At a price of $1,250, gold mining companies can no longer make a profit. Recent studies show their all in cash cost anywhere from $1,400 to as high as $1,700. Liquid fuels, human energy, and new exploration are costly in the mining process, so it is unlikely these costs can be cut to accommodate the low gold price.
Since gold’s peak in 2011, the TSX Venture exchange, home to the worlds gold exploration companies, is down more than 59%
The gold juniors index, the GDXJ, is down 83%
And the large cap gold companies, despite seeing a 400% increase in the price of gold over the past 12 years, are trading at lower valuations then they did even 20 years ago.
As noted in our video Peak Gold, no major gold discoveries have been found in more than 10 years! Gold production as a whole has plateaued.
Remember, all mines have a limited supply of gold, at some point in time they either deplete themselves or become uneconomical. Uneconomical meaning companies can’t mine for profit, which is exactly the case for nearly all gold mines today!
Consider a very famous gold mining region, South Africa
In 1971 South Africa produced 47.5 million ounces of gold, accounting for 68% of global mine production.
In 2011, South Africa accounted for only 7% of gold production with about 8 million ounces of mine production.
Despite all the technological advances and billions in exploration and development, South African gold production is down 82%.
South Africa isn’t an anomaly either, here in the U.S. production in the past 20 years is down 30%.
Current discoveries are small, in remote areas, and are lower grade deposits.
PeakResources.org recently attended a gold mining event in London, what we learned was that exploration budgets were being slashed! No development, no exploration, and a scaling back of projects.
What this all leads to is a price spike in gold, just as gold rose rose from $35 to $850 in the 70s, The Dow Jones from 2,000 to 11,000 in the 1990, and Bitcoin from a penny to $1,200 more recently, so to can gold have a parabolic spike.
The perfect storm is coming for gold…
Due to western central bank price manipulation the mining sector is in critical condition, the supply line is all but halted, and the physical supply is being swallowed up by Asia.
The last shoe to drop is for major mining companies to start closing down production at major mines. Though this would be perceived as the end for gold, speculators will be happy to know that this would be the beginning of the biggest Fed induced bubble in history! But unlike previous Fed bubbles where they support the price increase, the gold bubble will be a result of western central planners mis-managing the gold price for the past 3 decades and finally losing control.

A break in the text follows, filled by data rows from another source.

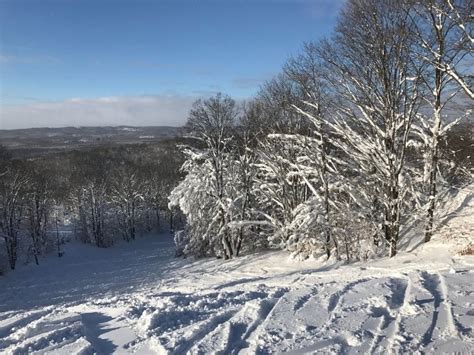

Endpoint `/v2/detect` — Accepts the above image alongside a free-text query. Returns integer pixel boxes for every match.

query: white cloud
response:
[0,95,196,129]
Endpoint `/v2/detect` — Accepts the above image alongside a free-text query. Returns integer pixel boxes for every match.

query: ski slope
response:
[0,191,474,354]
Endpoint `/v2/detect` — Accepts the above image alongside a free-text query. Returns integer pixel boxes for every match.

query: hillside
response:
[0,186,474,354]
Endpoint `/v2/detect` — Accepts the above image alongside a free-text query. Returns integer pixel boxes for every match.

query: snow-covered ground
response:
[0,188,474,354]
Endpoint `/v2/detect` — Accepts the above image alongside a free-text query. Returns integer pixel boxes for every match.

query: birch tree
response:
[320,0,420,256]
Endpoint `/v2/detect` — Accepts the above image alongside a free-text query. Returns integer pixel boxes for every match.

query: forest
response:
[0,0,474,271]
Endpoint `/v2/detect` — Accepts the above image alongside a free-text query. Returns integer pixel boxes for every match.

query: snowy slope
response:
[0,189,474,354]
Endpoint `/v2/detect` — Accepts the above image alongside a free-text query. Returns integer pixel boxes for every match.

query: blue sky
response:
[0,0,342,129]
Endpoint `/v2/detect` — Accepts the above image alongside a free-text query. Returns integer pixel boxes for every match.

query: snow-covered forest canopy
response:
[0,0,474,354]
[170,1,473,260]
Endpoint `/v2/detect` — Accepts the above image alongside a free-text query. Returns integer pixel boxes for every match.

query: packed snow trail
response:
[0,188,474,354]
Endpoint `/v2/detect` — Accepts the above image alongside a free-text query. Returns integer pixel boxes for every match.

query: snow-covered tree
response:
[407,0,474,242]
[0,163,29,270]
[170,94,238,258]
[320,0,421,256]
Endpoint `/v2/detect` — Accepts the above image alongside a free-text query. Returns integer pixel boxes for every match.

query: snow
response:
[0,187,474,354]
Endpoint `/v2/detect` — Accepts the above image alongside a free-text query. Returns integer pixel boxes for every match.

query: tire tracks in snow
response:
[368,278,412,354]
[420,271,462,348]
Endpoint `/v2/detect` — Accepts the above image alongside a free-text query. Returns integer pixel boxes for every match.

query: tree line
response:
[0,139,182,269]
[170,0,474,260]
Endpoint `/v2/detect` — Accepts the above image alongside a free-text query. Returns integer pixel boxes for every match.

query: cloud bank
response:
[0,96,196,129]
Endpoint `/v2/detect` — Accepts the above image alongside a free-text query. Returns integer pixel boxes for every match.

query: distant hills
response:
[0,126,183,156]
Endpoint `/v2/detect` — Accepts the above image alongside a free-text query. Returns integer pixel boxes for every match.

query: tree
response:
[407,0,474,242]
[0,161,28,270]
[319,0,420,256]
[170,94,238,258]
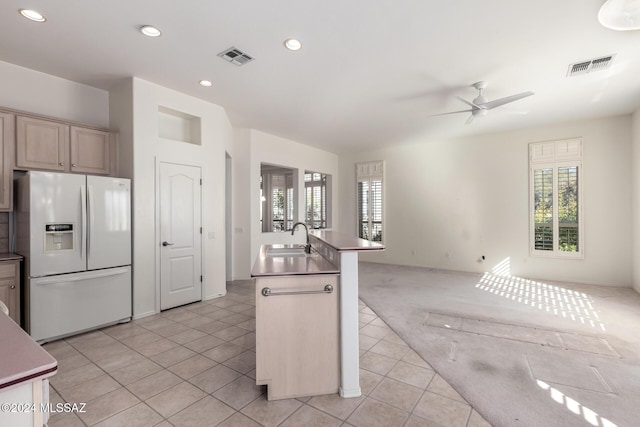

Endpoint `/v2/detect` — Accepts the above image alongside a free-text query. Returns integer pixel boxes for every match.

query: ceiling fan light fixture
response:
[140,25,162,37]
[598,0,640,31]
[18,9,47,22]
[284,39,302,51]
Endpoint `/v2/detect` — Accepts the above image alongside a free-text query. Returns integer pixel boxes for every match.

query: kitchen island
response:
[309,230,384,397]
[251,230,384,399]
[0,313,58,427]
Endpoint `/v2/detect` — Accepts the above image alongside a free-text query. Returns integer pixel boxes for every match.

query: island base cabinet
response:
[256,274,340,400]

With fiat currency being pumped into the system daily and the gold sector in shambles, the central banks are in for a big surprise because sooner or later supply and demand economics will crush the very people who are behind the devastation we have seen in the gold mining and precious metal industry.
The mines aren’t the supply chain for gold – stockpiled gold is the supply chain.
Thousands of years ago – gold was valuable. 2013 – gold is valuable.